ZEELAND, MI- SKLD ZEELAND

ZEELAND, MI- Abuse for 7 residents, resulting in a pattern of systemic neglect

SKLD ZEELAND

285 N STATE ST
ZEELAND, MI

1.) failed to ensure a comprehensive facility-wide assessment that included an assessment of the staffing needs, resident behaviors (wandering), resident acuity, and staff training and education requirements was complete and accurate, 2.) failed to evaluate the effectiveness of the interventions in place for residents with known behaviors, 3.) failed to identify increased behaviors and revise a care plan and 4.) failed to ensure there was sufficient staffing to supervise residents and prevent resident to resident abuse for 7 residents (Resident #9, #107, #32, #79, #24, #36, #1), resulting in a pattern of systemic neglect leading to resident to resident abuse and the decline in mental and psychosocial well-being.

Providence Christian is also on the NHAA Watchlist because they have put residents in IMMEDIATE JEOPARDY, caused ACTUAL HARM to residents, has received the worst ratings and had unsafe staffing levels despite large revenues. Visit the NHAA Watchlist page for Providence Christian to learn more.

If you have or had a loved one living in this nursing home or any other nursing home where you suspect any form of abuse or neglect, contact us immediately.

State Findings:

Based on interview and record review, the facility 1.) failed to ensure a comprehensive facility-wide assessment that included an assessment of the staffing needs, resident behaviors (wandering), resident acuity, and staff training and education requirements was complete and accurate, 2.) failed to evaluate the effectiveness of the interventions in place for residents with known behaviors, 3.) failed to identify increased behaviors and revise a care plan and 4.) failed to ensure there was sufficient staffing to supervise residents and prevent resident to resident abuse for 7 residents (Resident #9, #107, #32, #79, #24, #36, #1), resulting in a pattern of systemic neglect leading to resident to resident abuse and the decline in mental and psychosocial well-being.

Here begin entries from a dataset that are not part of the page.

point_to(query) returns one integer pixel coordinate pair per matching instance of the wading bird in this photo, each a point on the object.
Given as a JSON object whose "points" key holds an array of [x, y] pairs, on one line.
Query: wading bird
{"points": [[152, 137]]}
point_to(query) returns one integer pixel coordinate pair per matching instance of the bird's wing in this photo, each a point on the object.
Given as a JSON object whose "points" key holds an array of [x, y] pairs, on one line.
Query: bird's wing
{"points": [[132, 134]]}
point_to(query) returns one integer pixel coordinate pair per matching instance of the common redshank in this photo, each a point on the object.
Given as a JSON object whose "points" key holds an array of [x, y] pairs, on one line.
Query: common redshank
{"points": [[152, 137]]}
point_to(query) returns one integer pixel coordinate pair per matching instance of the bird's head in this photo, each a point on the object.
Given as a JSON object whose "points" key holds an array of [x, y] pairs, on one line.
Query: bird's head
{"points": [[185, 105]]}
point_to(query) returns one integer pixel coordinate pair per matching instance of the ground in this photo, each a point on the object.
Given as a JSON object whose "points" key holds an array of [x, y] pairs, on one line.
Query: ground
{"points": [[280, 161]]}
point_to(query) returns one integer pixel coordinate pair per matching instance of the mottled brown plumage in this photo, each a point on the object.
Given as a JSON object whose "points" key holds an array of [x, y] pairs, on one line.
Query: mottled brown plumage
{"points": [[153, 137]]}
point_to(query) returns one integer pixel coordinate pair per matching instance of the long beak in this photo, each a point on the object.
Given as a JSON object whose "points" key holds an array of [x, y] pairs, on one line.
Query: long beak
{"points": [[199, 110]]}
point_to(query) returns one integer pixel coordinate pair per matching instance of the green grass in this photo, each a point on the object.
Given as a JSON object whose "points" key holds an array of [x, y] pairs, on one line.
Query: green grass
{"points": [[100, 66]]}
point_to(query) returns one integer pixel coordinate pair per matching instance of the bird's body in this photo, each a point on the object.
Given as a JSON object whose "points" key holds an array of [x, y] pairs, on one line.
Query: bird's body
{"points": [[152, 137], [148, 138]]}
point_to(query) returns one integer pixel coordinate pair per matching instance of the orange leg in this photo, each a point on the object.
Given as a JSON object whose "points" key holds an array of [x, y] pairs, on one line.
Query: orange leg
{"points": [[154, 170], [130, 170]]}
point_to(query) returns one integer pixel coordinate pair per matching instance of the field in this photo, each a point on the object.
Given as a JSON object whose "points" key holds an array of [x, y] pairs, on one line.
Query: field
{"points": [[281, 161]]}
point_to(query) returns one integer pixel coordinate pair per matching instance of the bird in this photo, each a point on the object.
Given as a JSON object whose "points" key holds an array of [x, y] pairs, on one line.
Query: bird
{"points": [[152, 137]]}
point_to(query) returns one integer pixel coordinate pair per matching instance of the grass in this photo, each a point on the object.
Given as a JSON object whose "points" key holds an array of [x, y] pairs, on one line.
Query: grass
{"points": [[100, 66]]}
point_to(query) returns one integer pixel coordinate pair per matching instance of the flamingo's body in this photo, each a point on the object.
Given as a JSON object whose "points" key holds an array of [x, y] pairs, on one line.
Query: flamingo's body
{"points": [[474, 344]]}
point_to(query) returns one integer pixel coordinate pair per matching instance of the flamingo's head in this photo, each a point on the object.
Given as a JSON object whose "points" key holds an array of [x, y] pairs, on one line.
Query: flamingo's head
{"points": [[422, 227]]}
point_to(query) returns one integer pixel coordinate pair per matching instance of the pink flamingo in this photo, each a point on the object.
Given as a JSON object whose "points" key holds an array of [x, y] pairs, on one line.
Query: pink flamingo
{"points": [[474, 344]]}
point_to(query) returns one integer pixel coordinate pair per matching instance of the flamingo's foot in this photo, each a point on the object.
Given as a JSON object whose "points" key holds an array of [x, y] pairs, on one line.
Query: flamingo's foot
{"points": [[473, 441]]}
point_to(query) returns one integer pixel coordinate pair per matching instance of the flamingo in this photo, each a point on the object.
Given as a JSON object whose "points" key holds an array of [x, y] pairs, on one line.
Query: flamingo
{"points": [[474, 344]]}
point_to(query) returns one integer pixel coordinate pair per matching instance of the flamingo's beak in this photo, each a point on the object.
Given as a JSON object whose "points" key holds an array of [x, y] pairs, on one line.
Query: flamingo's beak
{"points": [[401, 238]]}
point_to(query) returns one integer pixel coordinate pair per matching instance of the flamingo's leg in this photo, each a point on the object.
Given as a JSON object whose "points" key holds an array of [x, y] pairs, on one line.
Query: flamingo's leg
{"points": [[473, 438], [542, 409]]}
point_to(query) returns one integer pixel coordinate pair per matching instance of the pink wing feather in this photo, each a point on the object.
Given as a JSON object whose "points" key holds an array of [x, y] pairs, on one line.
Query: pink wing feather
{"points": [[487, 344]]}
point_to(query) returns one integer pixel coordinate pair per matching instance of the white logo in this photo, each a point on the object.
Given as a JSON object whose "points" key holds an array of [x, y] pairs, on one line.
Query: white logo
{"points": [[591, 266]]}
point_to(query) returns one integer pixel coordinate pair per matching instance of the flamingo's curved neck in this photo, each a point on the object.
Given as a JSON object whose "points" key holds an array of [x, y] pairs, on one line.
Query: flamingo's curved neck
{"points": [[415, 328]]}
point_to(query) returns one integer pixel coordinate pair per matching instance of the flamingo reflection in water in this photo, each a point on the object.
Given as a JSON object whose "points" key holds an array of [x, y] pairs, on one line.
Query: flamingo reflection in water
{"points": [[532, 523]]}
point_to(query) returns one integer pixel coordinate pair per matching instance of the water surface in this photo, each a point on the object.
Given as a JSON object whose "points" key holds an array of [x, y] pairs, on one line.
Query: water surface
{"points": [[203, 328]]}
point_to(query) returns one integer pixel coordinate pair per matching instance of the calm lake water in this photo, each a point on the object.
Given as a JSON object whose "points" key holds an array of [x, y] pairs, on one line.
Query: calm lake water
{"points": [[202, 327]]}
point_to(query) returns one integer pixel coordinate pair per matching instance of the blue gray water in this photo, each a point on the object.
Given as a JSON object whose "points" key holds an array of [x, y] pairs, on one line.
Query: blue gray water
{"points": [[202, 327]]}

Review of the Facility Reported Incident revealed that on 9/24/22 at 4:00 PM, (R107) was witnessed with his pants pulled down on top of (R9) while she was laying in her bed fully clothed (gown and brief on and not tampered with) her bed sheets were pulled up covering her body . (R107) was sent out to the hospital for evaluation . Through the investigation it was determined that prior to this event, (R107) did not display sexually inappropriate behavior toward other residents, he had historically directed his comments toward staff members and had been making comments throughout the day to staff members . Administrator spoke with (Family Member FM O), wife/guardian on 9/24/22 to inform her of the incident that occurred and his transfer to the hospital for further evaluation. At this time (FM O) stated that (R107) had no history of sexual behaviors towards other residents in the past and was surprised to hear of the incident . CONTRIBUTING FACTORS/ROOT CAUSE ANALYSIS: The primary root cause of (R107) sexually inappropriate behavior is due to his dementia and impaired ability to control impulsive behavior. In addition to the root cause, there are multiple contributing factors relating to the allegations: (R107) is diagnosed with schizophreniform disorder, dementia with behavioral disturbance, major depressive disorder, and restlessness/ agitation. (R107) had a medication change on 8/25/2022 and started on [MEDICATION(S)] for major depressive disorder, which was a new medication for him. (R107) recently had moved rooms . Indicating the facility identified possible agitators that caused an increase in R107’s behaviors and no new interventions were implemented prior to the incident.
During an interview on 12/01/22 at 04:07 PM, FM O reported that the incident never should have occurred. FM O reported that the facility wasn’t paying attention to this particular (dementia) unit and she could not understand how there were no staff supervising the residents, with known wandering behaviors, to prevent this type of situation. FM O stated, if they had been paying attention this wouldn’t have happened.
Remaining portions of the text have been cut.